Parti pour être l'un des métrages que l'on montrera en exemple des dérives du système, Let's make money a la puissance informative et critique qu'avait eu avant lui, malgré quelques polémiques utiles, Le Cauchemar de Darwin. En effet, jouissant d'une liberté de ton qui n'est finalement que celle de ceux qu'il interroge et d'une mise en confrontation par le biais de cartons ou d'incrustations, le métrage qu'il signe dresse un constat alarmant et singulièrement édifiant des faillites et des incohérences de notre système économique. Ainsi, présente-t-il l'inéluctable mondialisation comme une chance de répartir la richesse mais stigmatise la récupération qui en a été faite au point de la transformer en instance de mise en concurrence mondiale des Etats, des sociétés et surtout des hommes. De plus, soulignant à profusion, le drainage par une minorité des richesses de tous et plus sûrement des plus faibles - Etat comme individu - Let's make money propose un discours sur la crise actuelle particulièrement éclairant et impactant.
Le primat de la vérité cinématographique sur les discours médiatiques lénifiantsSans mauvaise foi et toujours assuré dans ces affirmations et ses exemples, Let's make money se veut constat mais aussi bilan d'une situation sur laquelle on peut tous peser si l'on se met enfin à ne plus croire les intérêts les plus importants et leurs voix mensongères et incitatrices. En effet, en s'appuyant sur divers exemples (le statut des îles anglo-normandes comme Jersey, la situation du Ghana pillé par les multinationales ou la crise immobilière et spéculative en Espagne...), le documentaire d'Erwin Wagenhofer est certes dur et sans concessions mais surtout il invite à une saine réflexion. Et cette dernière se veut aussi collective que portée par les logiques bien connues d'un développement aussi raisonné que durable.

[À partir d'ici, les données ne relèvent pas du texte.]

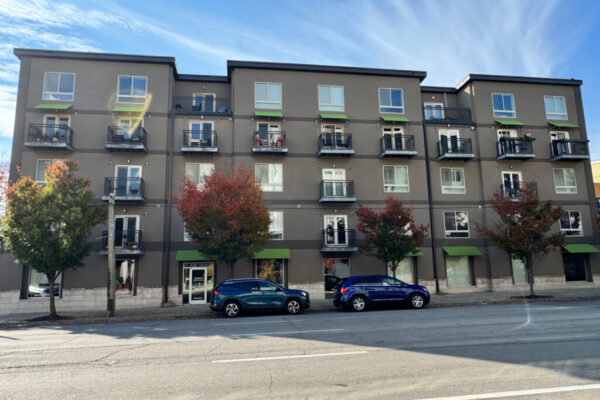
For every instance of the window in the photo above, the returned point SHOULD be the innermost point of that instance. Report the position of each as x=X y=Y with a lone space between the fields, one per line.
x=395 y=179
x=39 y=286
x=267 y=95
x=556 y=107
x=331 y=98
x=391 y=101
x=270 y=270
x=276 y=226
x=570 y=223
x=270 y=177
x=197 y=172
x=59 y=86
x=504 y=105
x=456 y=224
x=453 y=180
x=132 y=89
x=564 y=181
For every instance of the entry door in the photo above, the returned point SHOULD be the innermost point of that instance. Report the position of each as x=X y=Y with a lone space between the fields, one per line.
x=334 y=182
x=335 y=230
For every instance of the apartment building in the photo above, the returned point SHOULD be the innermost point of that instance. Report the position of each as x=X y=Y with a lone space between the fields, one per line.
x=321 y=140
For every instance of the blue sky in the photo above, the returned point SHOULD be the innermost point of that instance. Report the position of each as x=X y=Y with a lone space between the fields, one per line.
x=448 y=39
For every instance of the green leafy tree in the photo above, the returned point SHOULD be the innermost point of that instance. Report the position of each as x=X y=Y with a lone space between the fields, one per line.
x=390 y=235
x=46 y=227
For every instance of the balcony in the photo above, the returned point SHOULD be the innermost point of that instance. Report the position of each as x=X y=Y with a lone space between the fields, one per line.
x=201 y=105
x=338 y=241
x=567 y=149
x=50 y=136
x=455 y=149
x=515 y=190
x=515 y=149
x=126 y=139
x=199 y=141
x=337 y=192
x=447 y=115
x=125 y=189
x=397 y=145
x=335 y=144
x=269 y=142
x=127 y=243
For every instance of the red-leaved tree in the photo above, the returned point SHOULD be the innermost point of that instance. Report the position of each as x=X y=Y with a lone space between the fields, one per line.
x=522 y=228
x=226 y=217
x=391 y=234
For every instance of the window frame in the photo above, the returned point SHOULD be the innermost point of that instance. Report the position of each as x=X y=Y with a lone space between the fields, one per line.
x=514 y=111
x=401 y=108
x=58 y=92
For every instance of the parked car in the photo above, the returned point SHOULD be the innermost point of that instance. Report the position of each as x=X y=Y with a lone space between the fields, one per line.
x=236 y=295
x=359 y=292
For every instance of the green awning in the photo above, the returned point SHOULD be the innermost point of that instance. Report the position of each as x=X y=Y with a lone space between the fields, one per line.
x=563 y=125
x=274 y=254
x=273 y=114
x=129 y=108
x=333 y=116
x=46 y=106
x=389 y=118
x=513 y=122
x=581 y=248
x=191 y=255
x=462 y=251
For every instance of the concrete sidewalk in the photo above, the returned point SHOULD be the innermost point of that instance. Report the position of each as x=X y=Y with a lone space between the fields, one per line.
x=203 y=310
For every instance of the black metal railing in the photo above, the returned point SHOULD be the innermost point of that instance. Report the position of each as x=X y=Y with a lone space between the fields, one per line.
x=332 y=238
x=199 y=138
x=397 y=142
x=269 y=140
x=336 y=189
x=202 y=104
x=335 y=141
x=124 y=187
x=569 y=147
x=129 y=239
x=451 y=146
x=50 y=133
x=515 y=190
x=126 y=136
x=447 y=114
x=514 y=146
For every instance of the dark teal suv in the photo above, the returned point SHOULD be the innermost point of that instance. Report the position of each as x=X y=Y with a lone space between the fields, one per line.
x=236 y=295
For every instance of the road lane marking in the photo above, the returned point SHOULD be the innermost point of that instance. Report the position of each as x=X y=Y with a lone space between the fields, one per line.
x=513 y=393
x=261 y=322
x=347 y=353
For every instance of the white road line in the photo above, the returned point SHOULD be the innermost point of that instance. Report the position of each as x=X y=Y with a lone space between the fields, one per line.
x=518 y=393
x=347 y=353
x=261 y=322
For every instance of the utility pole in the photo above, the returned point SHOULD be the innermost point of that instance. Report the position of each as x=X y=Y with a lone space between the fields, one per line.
x=112 y=281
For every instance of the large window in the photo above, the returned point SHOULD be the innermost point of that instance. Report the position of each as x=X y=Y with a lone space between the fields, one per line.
x=453 y=180
x=456 y=224
x=59 y=86
x=564 y=181
x=270 y=177
x=504 y=105
x=197 y=172
x=556 y=107
x=132 y=89
x=570 y=223
x=267 y=95
x=331 y=98
x=395 y=179
x=276 y=226
x=391 y=101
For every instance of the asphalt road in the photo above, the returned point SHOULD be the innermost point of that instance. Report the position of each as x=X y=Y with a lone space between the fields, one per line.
x=536 y=351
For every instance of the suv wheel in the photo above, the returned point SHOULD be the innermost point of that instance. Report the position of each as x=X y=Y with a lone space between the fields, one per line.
x=358 y=303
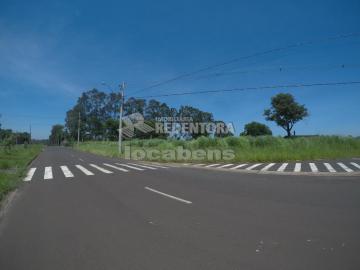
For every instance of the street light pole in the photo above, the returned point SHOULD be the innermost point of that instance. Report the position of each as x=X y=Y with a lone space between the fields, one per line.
x=79 y=130
x=122 y=91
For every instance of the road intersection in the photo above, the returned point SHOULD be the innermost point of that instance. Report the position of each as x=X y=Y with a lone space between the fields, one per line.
x=178 y=217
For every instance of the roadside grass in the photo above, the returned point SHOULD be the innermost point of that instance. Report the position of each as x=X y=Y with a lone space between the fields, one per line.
x=246 y=149
x=13 y=164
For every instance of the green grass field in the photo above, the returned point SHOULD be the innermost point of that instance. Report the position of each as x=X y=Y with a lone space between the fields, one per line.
x=250 y=149
x=13 y=164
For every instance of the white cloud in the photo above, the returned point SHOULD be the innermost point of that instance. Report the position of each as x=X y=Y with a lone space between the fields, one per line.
x=31 y=59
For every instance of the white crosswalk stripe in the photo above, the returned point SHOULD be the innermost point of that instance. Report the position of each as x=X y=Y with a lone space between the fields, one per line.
x=84 y=170
x=100 y=168
x=267 y=167
x=346 y=168
x=67 y=173
x=48 y=173
x=211 y=165
x=329 y=167
x=226 y=165
x=253 y=166
x=30 y=174
x=116 y=167
x=297 y=167
x=313 y=167
x=157 y=166
x=282 y=167
x=143 y=166
x=238 y=166
x=355 y=165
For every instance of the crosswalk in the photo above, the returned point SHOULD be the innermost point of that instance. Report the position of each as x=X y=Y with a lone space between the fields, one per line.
x=71 y=171
x=297 y=167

Recroisant de fait des problématiques traitées dans Notre Pain Quotidien, We feed the world - le marché de la faim ou Herbe, ce dernier film agit comme une vaccination politique et citoyenne sur son spectateur. L'incitant à reconsidérer nombre d'acquis et d'évidences, il lève ainsi le voile sur des pratiques discrétionnaires et scandaleuses qui font que moins de 3% des hommes de la planète s'enrichissent au détriment des 97% d'autres. Avec en point d'orgue, une statistique ahurissante, celle de l'évasion fiscale qui à elle seule représenterait 250 milliards de dollars une fois imposés les 11,5 trillions de dollars cachés dans les paradis fiscaux. Paradis dont raffolent d'ailleurs ceux et celles qui profitent d'un système inique qui minimise leurs risques, tout en maximisant leurs profits et les sommes que devront débourser l'homme de la rue pour pallier à l'égoïsme follement coupable de quelques-uns.
Véritable oeuvre de salubrité économique et publique, Let's make money est malgré des défauts liés au genre, le plus impressionnant ouvrage cinématographique sur la question en cette période de marasme. Ainsi, en dépit de son opportunisme inopiné, le dernier film d'Erwin Wagenhofer semble prédestiné à connaître un succès considérable mais surtout il mérite d'être salué. Pour les questions qu'il pose, le constat insensé qu'il dresse et les solutions que l'on doit trous trouver afin de voir notre monde changer. Essentiel, ravageur et inspiré par une intelligence rare en ces temps de propagande politique, Let's make money est à voir impérativement.